Normally, when the Government is enthusiastic about an external reviewer’s report, it publishes its response simultaneously with the Review’s conclusions. But in Skidmore’s case, this did not happen, suggesting a reluctance among Ministers to embrace it. The Prime Minister simply advised that the Government would respond to the Review “in the coming year”.
Given that the Review is about finance, investment and economic competitiveness (as was this year’s Budget), it comes as a surprise that the Budget document does not mention Skidmore’s work.
Instead, it now looks likely that the Government will address the Review’s recommendations later in March 2023 as part of the work they have been required by the High Court to do to revise the existing Net Zero Strategy.
Skidmore Review – implications for real estate
In our work with clients, we’re constantly asked to advise on the likely UK regulatory pathway to net zero. Real estate investors face significant costs in refurbishing or developing buildings consistently with net zero targets. So, it’s difficult to advise international inward investor clients that “we don’t know” or “the Government hasn’t decided” on key issues like when and if commercial buildings will become legally unlettable for poor environmental performance or what the (delayed) UK Green Taxonomy’s approach to real estate will be.
Real estate is a long-term illiquid asset, and UK buildings compete internationally for capital which can and does go elsewhere if the policy environment is uncertain. For example, CBRE’s research has shown how Brexit-related uncertainty had that effect. Because of the direct impact of climate change on real estate, and the scale of emissions from real estate, Government ‘net zero’ policies need to be stable and predictable over the longer term – even if they are challenging. So, Skidmore’s call for clarity, certainty and consistency as essential prerequisites for attracting investment and securing competitiveness is important to heed.
The green real estate opportunity
Skidmore argues that the challenge of addressing climate change is a huge opportunity for inward investment into UK real estate. Historically, the UK has been a leading international real estate investment destination, regarded as a ‘safe haven’ for investing, especially in core, prime stock. We see this confidence in our work with clients.
But increasingly, a building is arguably not a prime building unless it meets the environmental performance requirements of occupiers and regulators. And around the world, Governments are offering significant and increasing subsidies and frameworks for green industries, led by the US Inflation Reduction Act. So, there is a risk that UK real estate starts to become uncompetitive globally if the UK net zero regulatory framework does not provide as clear, certain, and consistent a framework as that of competitor jurisdictions. CBRE’s research shows that green buildings do now often attract higher prices, and that there are price discounts for buildings with poor environmental credentials which arise from them being ‘regulated out’.

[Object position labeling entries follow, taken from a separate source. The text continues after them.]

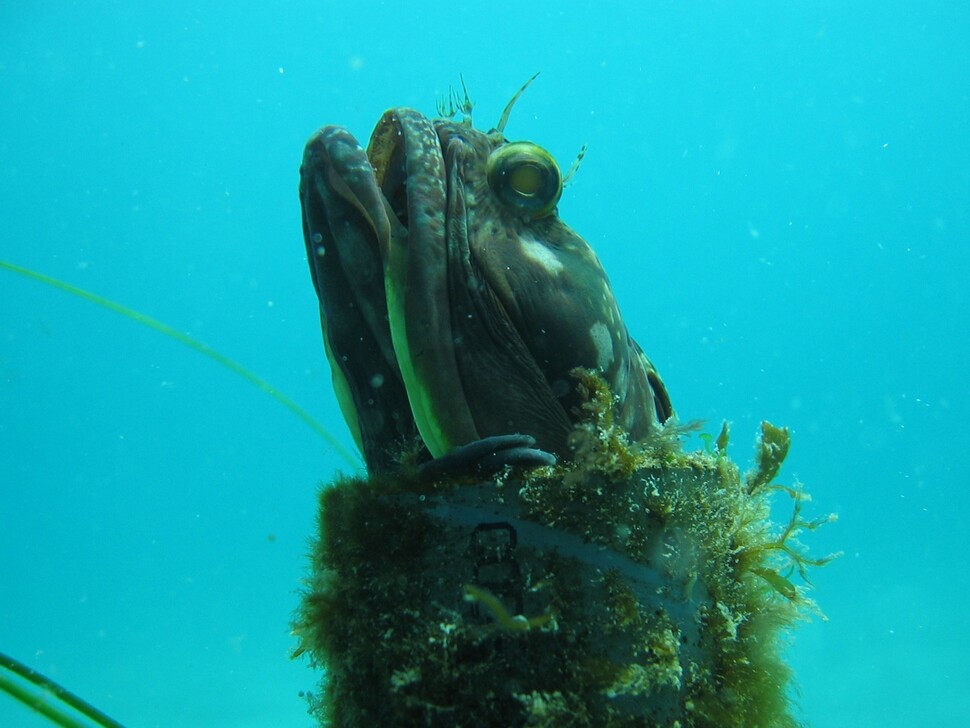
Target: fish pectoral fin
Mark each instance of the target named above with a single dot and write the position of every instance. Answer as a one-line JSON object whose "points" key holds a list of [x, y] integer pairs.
{"points": [[487, 456]]}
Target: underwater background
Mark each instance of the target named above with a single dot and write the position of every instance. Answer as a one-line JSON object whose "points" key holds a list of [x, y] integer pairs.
{"points": [[779, 193]]}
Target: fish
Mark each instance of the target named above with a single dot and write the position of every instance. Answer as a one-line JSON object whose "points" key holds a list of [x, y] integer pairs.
{"points": [[456, 306]]}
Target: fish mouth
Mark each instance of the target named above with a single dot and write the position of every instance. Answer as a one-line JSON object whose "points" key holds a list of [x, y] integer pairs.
{"points": [[406, 151]]}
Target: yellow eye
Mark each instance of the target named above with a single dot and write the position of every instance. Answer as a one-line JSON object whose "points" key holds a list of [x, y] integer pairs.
{"points": [[526, 177]]}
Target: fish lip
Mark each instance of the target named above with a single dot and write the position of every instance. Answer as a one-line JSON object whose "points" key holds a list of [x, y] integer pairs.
{"points": [[402, 132]]}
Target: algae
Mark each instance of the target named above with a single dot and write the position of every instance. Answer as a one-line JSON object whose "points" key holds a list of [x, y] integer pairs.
{"points": [[636, 585]]}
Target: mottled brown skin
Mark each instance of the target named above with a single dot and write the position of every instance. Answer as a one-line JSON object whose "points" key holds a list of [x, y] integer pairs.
{"points": [[448, 312]]}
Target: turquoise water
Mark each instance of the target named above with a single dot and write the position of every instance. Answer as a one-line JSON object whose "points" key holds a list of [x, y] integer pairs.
{"points": [[780, 197]]}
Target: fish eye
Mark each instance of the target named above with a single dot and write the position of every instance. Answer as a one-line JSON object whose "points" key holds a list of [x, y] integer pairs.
{"points": [[525, 177]]}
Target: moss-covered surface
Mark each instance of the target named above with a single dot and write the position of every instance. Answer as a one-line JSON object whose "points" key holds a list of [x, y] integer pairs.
{"points": [[641, 587]]}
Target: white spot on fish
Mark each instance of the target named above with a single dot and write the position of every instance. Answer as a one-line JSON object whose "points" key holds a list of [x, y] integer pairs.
{"points": [[539, 253], [603, 343]]}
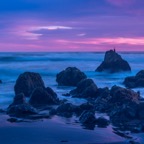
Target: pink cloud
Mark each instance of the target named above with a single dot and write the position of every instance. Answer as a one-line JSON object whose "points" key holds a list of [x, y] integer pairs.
{"points": [[121, 2], [114, 41]]}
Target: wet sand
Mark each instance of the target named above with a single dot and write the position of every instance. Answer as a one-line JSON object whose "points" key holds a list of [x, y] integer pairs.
{"points": [[53, 131]]}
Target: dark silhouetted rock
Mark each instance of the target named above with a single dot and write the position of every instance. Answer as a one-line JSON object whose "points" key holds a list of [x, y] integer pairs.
{"points": [[87, 117], [85, 89], [113, 62], [43, 97], [102, 122], [21, 110], [19, 99], [124, 113], [85, 107], [27, 82], [71, 76], [135, 81], [122, 95]]}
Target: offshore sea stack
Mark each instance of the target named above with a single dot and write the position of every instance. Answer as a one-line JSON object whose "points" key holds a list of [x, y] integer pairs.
{"points": [[71, 76], [135, 81], [27, 82], [85, 89], [113, 63]]}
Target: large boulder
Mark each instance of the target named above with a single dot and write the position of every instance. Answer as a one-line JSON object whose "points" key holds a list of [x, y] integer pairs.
{"points": [[122, 95], [27, 82], [124, 113], [71, 76], [43, 97], [86, 88], [113, 62], [135, 81], [19, 99], [19, 107]]}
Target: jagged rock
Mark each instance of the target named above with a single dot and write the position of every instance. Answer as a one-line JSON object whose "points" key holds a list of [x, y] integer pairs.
{"points": [[135, 81], [85, 89], [85, 107], [102, 122], [19, 99], [71, 76], [27, 82], [113, 62], [124, 113], [43, 97], [122, 95]]}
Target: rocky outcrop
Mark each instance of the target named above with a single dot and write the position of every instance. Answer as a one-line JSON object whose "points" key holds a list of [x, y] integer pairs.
{"points": [[19, 107], [122, 95], [43, 96], [19, 99], [71, 76], [113, 62], [85, 89], [27, 82], [135, 81]]}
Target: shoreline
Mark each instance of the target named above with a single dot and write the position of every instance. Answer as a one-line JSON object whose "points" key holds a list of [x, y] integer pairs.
{"points": [[53, 131]]}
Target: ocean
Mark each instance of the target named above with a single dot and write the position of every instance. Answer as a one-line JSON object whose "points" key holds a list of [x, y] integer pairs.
{"points": [[49, 64]]}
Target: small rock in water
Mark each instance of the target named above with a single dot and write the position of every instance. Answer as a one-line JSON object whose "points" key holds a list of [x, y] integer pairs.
{"points": [[113, 63], [27, 82], [71, 76]]}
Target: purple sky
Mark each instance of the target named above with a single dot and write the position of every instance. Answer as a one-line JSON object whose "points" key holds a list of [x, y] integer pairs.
{"points": [[71, 25]]}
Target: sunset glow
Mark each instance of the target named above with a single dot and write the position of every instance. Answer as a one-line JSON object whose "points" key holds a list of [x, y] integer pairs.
{"points": [[72, 26]]}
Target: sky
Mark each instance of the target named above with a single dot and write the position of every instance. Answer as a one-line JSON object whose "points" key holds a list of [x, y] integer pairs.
{"points": [[71, 25]]}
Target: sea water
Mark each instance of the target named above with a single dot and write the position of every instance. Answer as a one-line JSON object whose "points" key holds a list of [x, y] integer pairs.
{"points": [[49, 64]]}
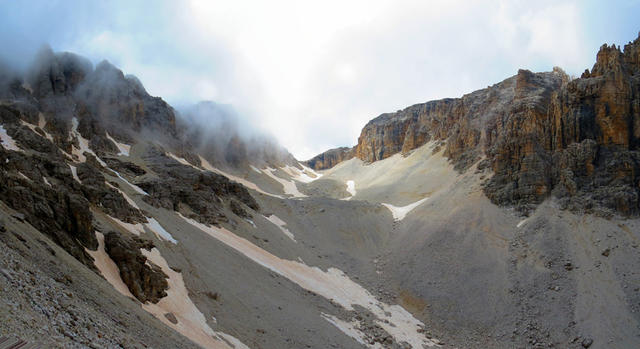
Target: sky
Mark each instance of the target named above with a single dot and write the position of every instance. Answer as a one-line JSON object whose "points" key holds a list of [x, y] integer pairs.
{"points": [[312, 73]]}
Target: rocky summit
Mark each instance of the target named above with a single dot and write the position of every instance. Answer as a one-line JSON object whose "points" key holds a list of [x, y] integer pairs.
{"points": [[506, 218]]}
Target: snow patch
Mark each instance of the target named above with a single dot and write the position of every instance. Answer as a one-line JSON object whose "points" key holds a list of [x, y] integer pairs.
{"points": [[135, 229], [160, 232], [301, 175], [108, 267], [133, 186], [83, 143], [207, 166], [6, 141], [191, 322], [235, 342], [41, 125], [351, 189], [350, 329], [332, 284], [124, 149], [280, 224], [74, 173], [182, 160], [400, 212], [522, 222], [126, 197], [255, 169]]}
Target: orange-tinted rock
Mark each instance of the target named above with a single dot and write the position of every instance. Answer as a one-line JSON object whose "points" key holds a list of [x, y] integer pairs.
{"points": [[330, 158]]}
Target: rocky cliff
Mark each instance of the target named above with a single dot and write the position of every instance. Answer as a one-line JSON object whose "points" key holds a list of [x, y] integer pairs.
{"points": [[542, 134], [65, 134], [330, 158]]}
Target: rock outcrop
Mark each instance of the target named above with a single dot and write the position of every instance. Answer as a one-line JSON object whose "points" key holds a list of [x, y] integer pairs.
{"points": [[330, 158], [146, 281], [541, 134], [195, 194]]}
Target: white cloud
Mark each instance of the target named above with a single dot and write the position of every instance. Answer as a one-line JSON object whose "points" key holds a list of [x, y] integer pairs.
{"points": [[313, 73]]}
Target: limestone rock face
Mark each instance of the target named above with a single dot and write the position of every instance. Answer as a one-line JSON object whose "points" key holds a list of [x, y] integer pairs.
{"points": [[146, 281], [330, 158], [195, 194], [540, 133]]}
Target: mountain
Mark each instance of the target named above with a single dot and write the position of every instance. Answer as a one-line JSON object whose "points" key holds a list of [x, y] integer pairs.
{"points": [[504, 218], [541, 134]]}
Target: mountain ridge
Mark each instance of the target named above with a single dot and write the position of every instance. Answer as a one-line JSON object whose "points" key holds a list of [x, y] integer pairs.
{"points": [[541, 134]]}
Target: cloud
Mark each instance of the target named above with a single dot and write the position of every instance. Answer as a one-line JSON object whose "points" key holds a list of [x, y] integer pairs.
{"points": [[313, 73]]}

So, although the Budget focuses on new green energy subsidies, investors also need to know what the regulatory pathway will be for buildings, real estate finance and investment vehicles. Skidmore’s principles need to apply across the whole range of Government tools.
If at first you don’t succeed, make sure you’re first to try
We should recognise (as Skidmore does) that in some respects the UK is already being more ambitious, with more challenging net zero interim milestones than either the US or the EU. But Skidmore argues that there is an opportunity to go faster.
This does not mean that the Government should proceed immediately on everything, nor does it mean Skidmore’s recommendations are perfect.
While Skidmore called for the Government to accelerate the implementation of its 2020 proposal (which many of our clients are already preparing for) to require leased buildings to meet an EPC ‘B’ standard by 2030, he didn’t mention the Government's more far-reaching proposal to supplement EPCs with operational energy ratings as the basis of regulation. Such ratings would be a complementary measure because EPCs often aren’t very representative of actual energy use. The Review also complicated matters by proposing residential EPCs be rebranded as NZPCs.
Similarly, Skidmore’s proposals on reorientating the land use planning system towards net zero will be complex to achieve in practice both politically and technically, as is illustrated by the recent furore over how the planning system deals with windfarms. And very low consumer take-up of initiatives like the Boiler Upgrade Scheme suggest further policy and communications work is needed to efficiently electrify the UK’s homes.
So, not every recommendation that Skidmore makes, or that the Government attempts, is going to work. Some ideas will take time to implement, and the UK’s policy needs to reflect the fact that our fate rests partly on developments in other jurisdictions, especially the EU. In some respects, the UK has a promising head start, which we must maintain for the benefit of our economy.